Le consiglia di chiedergli di giacere con lei nella sua forma pura, così come può ammirarlo la moglie Era. E’ ben consapevole che ciò sarà fatale perché la vista dei mortali non può sopportarlo. Quando Semele dice a Zeus di avere una richiesta per lui, il padre degli Dei promette di accoglierla, ma non si aspetta l’impensabile. Ora, per via della promessa (giuramento sull’acqua dello Stige, peraltro) è costretto a malincuore a mostrarsi in tutto il suo splendore, sapendo che Semele di lì a pochi secondi sarà incenerita. Il bambino viene però salvato dal grembo e Zeus se lo fa cucire all’interno di una coscia. E’ così che porterà così a termine la gestazione e Dioniso, nato due volte, viene affidato prima alla zia Ino e poi alle cure delle ninfe di Nisa, in India.

Ino
La persecuzione di Frisso
Ino sposa Atamante, re della Beozia, e dal loro matrimonio nascono Learco e Melicerte. Atamante ha già dei figli da Nefele (Nuvola): Frisso ed Elle, secondo alcuni anche Eleucone. Ino non digerisce questi ragazzi, Frisso in modo particolare, e trama la loro morte.
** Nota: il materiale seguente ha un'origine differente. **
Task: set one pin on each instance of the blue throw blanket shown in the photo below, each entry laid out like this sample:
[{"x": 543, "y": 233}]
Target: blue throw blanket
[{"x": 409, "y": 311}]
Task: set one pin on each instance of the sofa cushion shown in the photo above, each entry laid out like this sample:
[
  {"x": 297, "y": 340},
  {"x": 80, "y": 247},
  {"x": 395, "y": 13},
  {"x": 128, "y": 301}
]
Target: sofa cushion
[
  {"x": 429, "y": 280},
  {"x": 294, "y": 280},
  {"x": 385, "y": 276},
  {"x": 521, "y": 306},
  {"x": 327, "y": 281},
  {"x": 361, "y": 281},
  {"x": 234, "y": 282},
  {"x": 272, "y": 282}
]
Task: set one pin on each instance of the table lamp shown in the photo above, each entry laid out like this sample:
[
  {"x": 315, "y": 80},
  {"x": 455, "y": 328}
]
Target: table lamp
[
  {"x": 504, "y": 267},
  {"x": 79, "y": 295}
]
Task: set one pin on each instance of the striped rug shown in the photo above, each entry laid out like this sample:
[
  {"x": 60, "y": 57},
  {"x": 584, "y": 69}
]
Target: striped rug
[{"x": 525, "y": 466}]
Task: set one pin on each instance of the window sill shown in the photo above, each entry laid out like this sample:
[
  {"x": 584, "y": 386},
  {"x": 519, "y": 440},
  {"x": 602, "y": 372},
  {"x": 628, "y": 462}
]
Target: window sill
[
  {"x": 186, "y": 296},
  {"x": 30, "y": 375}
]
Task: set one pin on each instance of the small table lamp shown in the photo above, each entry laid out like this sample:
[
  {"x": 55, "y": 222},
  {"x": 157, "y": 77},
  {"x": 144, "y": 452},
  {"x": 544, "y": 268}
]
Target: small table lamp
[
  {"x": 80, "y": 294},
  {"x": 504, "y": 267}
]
Convince le donne della Beozia a sabotare il raccolto facendo seccare il grano da seminare e causando una carestia, al che Atamante manda degli uomini a Delfi per interrogare l’oracolo (il nostro Chatgpt, in pratica). Ino impone ai messaggeri di riportare un falso responso, ossia che la carestia si sarebbe risolta solo se avessero sacrificato Frisso a Zeus. Atamante a malincuore trascina all’altare di Zeus il figlio Frisso, che però viene salvato da un ariete dal vello d’oro, inviato dalla madre Nefele; la storia di Frisso è la prefazione delle Argonautiche.
Palemone e Leucotea: la divinizzazione di Melicerte ed Ino
Neanche a Learco e Melicerte tocca una buona sorte. La versione di Ovidio, per quanto cruda, è molto bella. Era (Giunone) si reca nell’Ade, dalle Erinni (le Furie) con l’intenzione di distruggere Ino. E’ irata perché Ino è la tutrice di Dioniso, orfano di madre. Tisifone subito vola a casa di Atamante e Ino; i due si accorgono che qualcosa non va e provano a scappare ma Tisifone li blocca e gli lancia addosso due vipere e un veleno prodotto mescolando bava di Cerbero, succo di Echidna, sangue, cicuta, follia, deliri e cattiverie. Ino e Atamante impazziscono; Atamante chiama i suoi uomini, gridando di aver visto una leonessa con due cuccioli (altre versioni dicono che abbia visto un cervo). Si riferisce alla moglie e ai figlioletti e inizia a inseguirli. Poi strappa il piccolo Learco dalle braccia della madre e lo sbatte contro una roccia, uccidendolo. Ino urla e fugge stringendo Melicerte; si dirige su una rupe a strapiombo sul mare e, senza via d’uscita, si lancia nel vuoto. Altre versioni dicono che Ino abbia gettato Melicerte in un pentolone di acqua bollente e poi, in un attimo di lucidità, per il dolore si sia suicidata stringendo il suo cadavere. Ad ogni modo Afrodite, nonna di Ino, appellandosi alla sua origine marina, chiede a Poseidone di accogliere Ino e Melicerte tra le divinità acquatiche. Madre e figlio diventano rispettivamente divinità protettrici dei naviganti: Leucotea (la dea Bianca) e Palemone, spesso raffigurato mentre cavalca un delfino.